Prostituta
e/ou santa? É a pergunta a ser feita em relação a personagem Geni da famosa
peça "Toda Nudez Será Castigada", escrita por Nelson Rodrigues em 1965.
Já
havia lido a peça e assistido ao filme homônimo
feito por Arnaldo Jabor em 1973, mas confesso que a montagem da Cia.
Arlecchino dirigida por Kalluh Araújo impressionou-me profundamente. As
atuação brilhantes de Cléo Carmona (Geni) e Paulo Rezende (Patrício) dão
um sabor especial ao espetáculo.
A peça mostra o drama de Herculano, um viúvo que, tendo
prometido ao filho nunca mais se envolver com uma mulher após a morte da
esposa, acaba se apaixonando pela prostituta Geni, graças as artimanhas de seu
cínico irmão Patrício. O tom dramático da peça gira em torno do problema do
sexo como força avassaladora capaz de destruir a ordem instaurada. Ao mesmo
tempo, é também o que redime o ser humano. Geni, personagem que lembra muito a
Sônia (prostituta de “Crime
e Castigo” de Dostoiévski, livro que Nelson admirava muito), é aquela que arruína
e redime o destino de todos os outros personagens: Herculano, As três tias
(que, como Moiras, buscam tecer o destino dos sobrinhos) e o jovem Serginho. O
único que passa aparentemente imune a qualquer transformação é o irmão de
Herculano, Patrício, o niilista da peça, o personagem para o qual não existe
salvação.
O cenário da peça merece uma atenção especial: três cilindros
de metal que, quando girados, revelam cada um dos ambientes da peça. A trilha
sonora vai da Ave Maria
de Schubert a Waldick Soriano. Em um momento da peça as três tias cantam juntas
“O Fortuna”, trecho de
Carmina Burana de Carl Orff, o que fortalece a analogia com as mitológicas Moiras.

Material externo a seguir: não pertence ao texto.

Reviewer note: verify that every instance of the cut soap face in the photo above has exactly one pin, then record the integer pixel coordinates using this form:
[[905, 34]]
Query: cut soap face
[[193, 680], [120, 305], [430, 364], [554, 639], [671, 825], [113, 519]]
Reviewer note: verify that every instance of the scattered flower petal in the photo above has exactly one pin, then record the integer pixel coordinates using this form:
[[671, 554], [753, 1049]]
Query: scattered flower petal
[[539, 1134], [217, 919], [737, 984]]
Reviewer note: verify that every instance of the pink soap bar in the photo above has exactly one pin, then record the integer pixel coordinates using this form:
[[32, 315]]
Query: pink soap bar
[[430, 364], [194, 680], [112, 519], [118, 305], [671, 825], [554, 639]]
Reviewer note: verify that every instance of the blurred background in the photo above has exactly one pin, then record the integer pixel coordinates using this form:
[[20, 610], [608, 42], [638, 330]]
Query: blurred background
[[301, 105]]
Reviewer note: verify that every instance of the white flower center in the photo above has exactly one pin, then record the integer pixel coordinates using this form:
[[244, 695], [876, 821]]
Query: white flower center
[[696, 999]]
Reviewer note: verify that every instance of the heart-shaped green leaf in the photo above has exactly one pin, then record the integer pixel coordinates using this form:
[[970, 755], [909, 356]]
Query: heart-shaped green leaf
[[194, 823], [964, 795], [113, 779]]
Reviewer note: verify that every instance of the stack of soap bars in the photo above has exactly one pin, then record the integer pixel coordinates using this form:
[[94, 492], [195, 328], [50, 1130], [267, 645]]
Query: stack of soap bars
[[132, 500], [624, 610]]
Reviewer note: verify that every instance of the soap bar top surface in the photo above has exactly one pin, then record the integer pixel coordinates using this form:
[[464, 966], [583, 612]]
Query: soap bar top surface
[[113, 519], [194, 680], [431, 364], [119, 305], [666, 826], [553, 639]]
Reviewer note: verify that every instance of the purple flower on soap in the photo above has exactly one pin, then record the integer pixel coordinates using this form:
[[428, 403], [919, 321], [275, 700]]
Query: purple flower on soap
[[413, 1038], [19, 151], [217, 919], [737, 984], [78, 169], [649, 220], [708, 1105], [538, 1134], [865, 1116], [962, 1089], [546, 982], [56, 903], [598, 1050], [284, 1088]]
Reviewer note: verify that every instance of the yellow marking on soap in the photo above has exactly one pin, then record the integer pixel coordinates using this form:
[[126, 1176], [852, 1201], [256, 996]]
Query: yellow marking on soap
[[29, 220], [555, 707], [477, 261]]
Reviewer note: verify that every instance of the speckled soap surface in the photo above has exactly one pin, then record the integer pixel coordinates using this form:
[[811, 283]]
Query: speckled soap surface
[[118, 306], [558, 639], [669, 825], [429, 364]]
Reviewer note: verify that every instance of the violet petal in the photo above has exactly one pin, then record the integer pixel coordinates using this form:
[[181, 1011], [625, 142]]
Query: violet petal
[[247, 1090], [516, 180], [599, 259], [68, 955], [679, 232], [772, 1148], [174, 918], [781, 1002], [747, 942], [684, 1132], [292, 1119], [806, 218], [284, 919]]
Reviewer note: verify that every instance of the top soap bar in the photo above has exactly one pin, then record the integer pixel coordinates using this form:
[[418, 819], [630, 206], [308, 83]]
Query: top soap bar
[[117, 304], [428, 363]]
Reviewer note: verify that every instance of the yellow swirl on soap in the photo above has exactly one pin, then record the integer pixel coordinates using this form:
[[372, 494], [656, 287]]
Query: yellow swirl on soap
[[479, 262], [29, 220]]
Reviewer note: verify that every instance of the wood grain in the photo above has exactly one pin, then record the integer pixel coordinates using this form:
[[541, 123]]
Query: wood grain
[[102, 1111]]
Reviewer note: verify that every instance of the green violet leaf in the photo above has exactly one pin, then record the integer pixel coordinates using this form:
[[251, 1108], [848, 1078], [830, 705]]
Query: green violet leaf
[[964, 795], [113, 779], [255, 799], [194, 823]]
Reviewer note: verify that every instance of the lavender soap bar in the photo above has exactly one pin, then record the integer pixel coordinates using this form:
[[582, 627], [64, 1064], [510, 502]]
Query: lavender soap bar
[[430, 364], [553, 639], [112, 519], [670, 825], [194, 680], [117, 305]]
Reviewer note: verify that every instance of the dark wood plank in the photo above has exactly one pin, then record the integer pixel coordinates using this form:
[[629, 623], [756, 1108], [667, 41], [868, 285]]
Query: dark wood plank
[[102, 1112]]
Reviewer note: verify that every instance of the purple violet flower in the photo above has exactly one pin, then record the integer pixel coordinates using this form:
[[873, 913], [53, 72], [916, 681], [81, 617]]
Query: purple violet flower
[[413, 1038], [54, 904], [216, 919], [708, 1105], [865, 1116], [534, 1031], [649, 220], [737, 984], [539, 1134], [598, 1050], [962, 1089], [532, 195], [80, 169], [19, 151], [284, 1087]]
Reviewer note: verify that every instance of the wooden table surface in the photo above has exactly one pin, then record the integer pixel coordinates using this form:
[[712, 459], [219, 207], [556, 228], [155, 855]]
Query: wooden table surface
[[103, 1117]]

Em certo trecho de “Crime e Castigo”, Raskólnikov se ajoelha
aos pés da prostituta Sônia e, ao ser indagado por ela acerca daquela ação,
responde Raskólnikov: “Eu não me ajoelhei diante de ti, mas diante de toda a
dor humana”. Impossível não recordar tal cena quando, ao fim da peça, Geni
aparece crucificada, como um novo Cristo, “qui tollit peccata mundi”. A peça
possui uma força rara de se ver no teatro brasileiro atual. Vale a pena assistir.